For more details, visit the MinerU GitHub repository.

Installation

Prerequisites

  • Python >= 3.10

Installation Steps

pip install langchain-mineru

Verify

python -c "from langchain_mineru import MinerULoader; print('OK')"

Quick Start

from langchain_mineru import MinerULoader

loader = MinerULoader(source="demo.pdf")
docs = loader.load()

print(docs[0].page_content[:500])
print(docs[0].metadata)

Default is mode="fast" and no API token is required.

Mode Selection

  • fast: Calls MinerU flash API, optimized for speed, no token required, and supports both document and HTML input.
  • accurate: Calls MinerU standard extract API, token required.

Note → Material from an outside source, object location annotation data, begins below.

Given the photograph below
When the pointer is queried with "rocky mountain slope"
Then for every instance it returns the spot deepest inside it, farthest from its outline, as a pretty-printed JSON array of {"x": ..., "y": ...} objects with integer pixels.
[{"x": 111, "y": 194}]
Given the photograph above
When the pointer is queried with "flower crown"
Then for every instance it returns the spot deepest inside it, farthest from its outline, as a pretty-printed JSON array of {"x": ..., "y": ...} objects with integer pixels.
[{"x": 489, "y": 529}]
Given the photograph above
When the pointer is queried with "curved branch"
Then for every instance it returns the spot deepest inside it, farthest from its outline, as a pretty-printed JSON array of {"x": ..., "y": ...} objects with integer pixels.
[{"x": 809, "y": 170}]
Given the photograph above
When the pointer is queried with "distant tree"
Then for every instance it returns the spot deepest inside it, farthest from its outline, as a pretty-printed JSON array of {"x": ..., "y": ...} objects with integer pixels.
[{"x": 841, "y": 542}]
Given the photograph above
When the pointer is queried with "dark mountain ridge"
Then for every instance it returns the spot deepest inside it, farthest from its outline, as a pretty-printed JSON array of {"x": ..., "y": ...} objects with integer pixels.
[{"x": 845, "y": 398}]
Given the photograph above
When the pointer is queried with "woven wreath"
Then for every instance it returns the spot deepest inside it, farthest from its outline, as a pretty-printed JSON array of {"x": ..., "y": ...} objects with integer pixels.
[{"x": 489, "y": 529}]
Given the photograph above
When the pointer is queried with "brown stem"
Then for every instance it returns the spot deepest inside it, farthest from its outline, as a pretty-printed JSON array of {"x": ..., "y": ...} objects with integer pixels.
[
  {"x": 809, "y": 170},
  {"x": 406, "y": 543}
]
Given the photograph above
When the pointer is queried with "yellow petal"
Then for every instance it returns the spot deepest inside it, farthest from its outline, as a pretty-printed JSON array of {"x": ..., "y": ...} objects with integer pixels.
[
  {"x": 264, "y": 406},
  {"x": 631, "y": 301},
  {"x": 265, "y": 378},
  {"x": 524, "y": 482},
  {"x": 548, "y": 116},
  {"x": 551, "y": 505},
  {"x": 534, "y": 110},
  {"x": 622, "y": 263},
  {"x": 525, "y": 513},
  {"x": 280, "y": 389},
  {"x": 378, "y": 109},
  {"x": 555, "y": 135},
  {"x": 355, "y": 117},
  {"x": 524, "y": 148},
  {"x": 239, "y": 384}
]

You can provide token in two ways:

# Option 1: environment variable (recommended)
export MINERU_TOKEN="your-token"
# Option 2: pass token directly
loader = MinerULoader(source="demo.pdf", mode="accurate", token="your-token")

Usage Examples

Basic Usage

from langchain_mineru import MinerULoader

loader = MinerULoader(
    source="demo.pdf",
    split_pages=True,
)

docs = loader.load()
for doc in docs:
    print(f"Page {doc.metadata['page']}: {doc.page_content[:200]}")

With Parameters

Fast Mode (Token Free)

from langchain_mineru import MinerULoader

loader = MinerULoader(
    source="/path/to/demo.pdf",
    mode="fast",
    language="en",
    timeout=300,
)

docs = loader.load()
print(docs[0].page_content[:500])

Accurate Mode (Token Required)

from langchain_mineru import MinerULoader

loader = MinerULoader(
    source="/path/to/demo.pdf",
    mode="accurate",
    token="your-token",  # or set MINERU_TOKEN
    language="en",
    split_pages=True,
    pages="1-5",
    timeout=300,
    ocr=True,
    formula=True,
    table=True,
)

docs = loader.load()
for doc in docs:
    print("-"*100)
    print(f"Page {doc.metadata['page']}: \n {doc.page_content[:200]}")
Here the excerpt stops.